Тавро (Рыбаков) - страница 93

Мальцев знал, что везение есть часть всеобщей уравновешенности, но вспомнил об этом много позже. Удар пришелся по самой безопасной части горла.

Мальцев не потерял сознания; выплюнув воду, он поглядел на быстро исчезающую лодку, поднял, мыча, глаза к небу.

Ни падения, ни как вошел в океан, Мальцев не почувствовал — лежащее в нем откровение, от которого он так долго защищался, взорвалось, как любовь подростка. В кусочек времени — падал, летел, упал — врезалось странное своей ясностью понимание того, что наименьшее зло на этой чертовой земле надо искать там, откуда он убежал. В Союзе. Понимание остановило дыхание. Мальцев услышал в себе шум, напоминающий удар человеческого затылка о камень. И застонал — и жалко, и угрожающе.

Он лег на спину. Ноги заработали сами. «До ближайшего берега — километров двадцать. Либо надо плыть до Америки. Через океан. Снять сапоги, что ли? Все равно ведь все наоборот в этой дурацкой жизни. Все зря. Так пусть и будет все зря и дальше».

Все старания, весь риск были, значит, лишены смысла. Все, что он делал, благородные поступки и подлости, изнурительные и поедающие компромиссы были глупым насилием над самим собой. «Я, что ли, себя самого всю жизнь обманывал?» Вопрос был занятным, но чтобы ответить на него, нужна была еще одна жизнь.

Действительно трудно оценить, сколько в тебя, а главное, что в тебя вложено воспитанием, и сколько родилось понятий, твердых концепций в результате борьбы с ним. Он обо всем этом думал, будто сидел в Ленинской библиотеке.
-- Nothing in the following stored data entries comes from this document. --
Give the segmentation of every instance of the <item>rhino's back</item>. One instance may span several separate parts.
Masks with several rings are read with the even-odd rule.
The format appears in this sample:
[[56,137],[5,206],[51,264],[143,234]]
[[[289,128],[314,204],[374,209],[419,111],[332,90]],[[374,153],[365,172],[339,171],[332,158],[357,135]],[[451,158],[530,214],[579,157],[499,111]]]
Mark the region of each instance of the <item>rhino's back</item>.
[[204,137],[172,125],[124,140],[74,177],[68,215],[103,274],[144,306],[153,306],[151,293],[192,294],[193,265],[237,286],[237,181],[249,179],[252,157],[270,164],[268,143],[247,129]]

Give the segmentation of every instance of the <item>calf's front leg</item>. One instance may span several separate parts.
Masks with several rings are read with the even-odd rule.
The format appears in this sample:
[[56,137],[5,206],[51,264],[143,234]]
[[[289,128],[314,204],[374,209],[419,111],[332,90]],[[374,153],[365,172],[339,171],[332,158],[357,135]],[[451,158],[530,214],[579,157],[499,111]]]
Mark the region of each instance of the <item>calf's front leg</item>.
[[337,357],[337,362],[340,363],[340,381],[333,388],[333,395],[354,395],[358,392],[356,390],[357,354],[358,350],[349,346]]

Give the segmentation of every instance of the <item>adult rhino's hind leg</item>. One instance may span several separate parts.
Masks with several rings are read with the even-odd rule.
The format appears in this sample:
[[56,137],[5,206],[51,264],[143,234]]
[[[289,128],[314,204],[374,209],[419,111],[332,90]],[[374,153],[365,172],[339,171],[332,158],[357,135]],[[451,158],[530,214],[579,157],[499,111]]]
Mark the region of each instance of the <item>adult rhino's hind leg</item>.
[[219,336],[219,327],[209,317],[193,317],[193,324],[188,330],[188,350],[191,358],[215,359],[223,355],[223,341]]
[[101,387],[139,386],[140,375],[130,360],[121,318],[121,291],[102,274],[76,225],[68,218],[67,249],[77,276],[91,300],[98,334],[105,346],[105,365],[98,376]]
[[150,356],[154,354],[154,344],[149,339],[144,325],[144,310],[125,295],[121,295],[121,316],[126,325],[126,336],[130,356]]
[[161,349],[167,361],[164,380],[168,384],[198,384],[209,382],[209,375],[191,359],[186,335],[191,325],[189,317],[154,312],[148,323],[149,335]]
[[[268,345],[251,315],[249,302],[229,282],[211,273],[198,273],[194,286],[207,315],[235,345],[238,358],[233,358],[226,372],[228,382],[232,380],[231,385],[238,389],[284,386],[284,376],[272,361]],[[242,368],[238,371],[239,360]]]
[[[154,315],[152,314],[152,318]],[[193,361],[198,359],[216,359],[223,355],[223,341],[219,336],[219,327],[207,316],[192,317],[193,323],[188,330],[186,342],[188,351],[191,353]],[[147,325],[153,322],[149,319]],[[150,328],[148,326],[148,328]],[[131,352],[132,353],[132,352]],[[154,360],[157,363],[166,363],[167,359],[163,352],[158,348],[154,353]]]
Намокшая одежда тянула вниз, ноги уже с трудом работали в набравших воду сапогах. «Закурить бы!» Его потянуло забыться, обрести полный покой. Нужен был для этого пустяк — перестать двигаться, а там, под водой, будет судорога-другая глупого тела — и все.

А мысли продолжали спокойно катиться в такт очередной волне. Он подумал, что ведь никогда не шел открыто против власти, что он всегда предпочитал унижения лагерю. Только раз он еле сдержался.

Мальцев тогда устроился в одном приуральском совхозе механиком. Деньги шли хорошие, одиноких женщин было много, да и самогонка текла — дешевая — в той дыре. Мальцев решил остаться подольше, и все было бы славно, если б не умер Хо Ши Мин…

Мальцев оторвался от воспоминания, чтобы удивиться своему спокойствию и решить: «Это оттого, что вдруг пустым стал. Забавно все-таки, мне, может, осталось несколько минут жизни, а я себе думаю о том вьетнамце с козлиной бородой… у того, который меня скоро примет, тоже будет такая борода, только побольше — как пить дать… А вода все-таки теплая».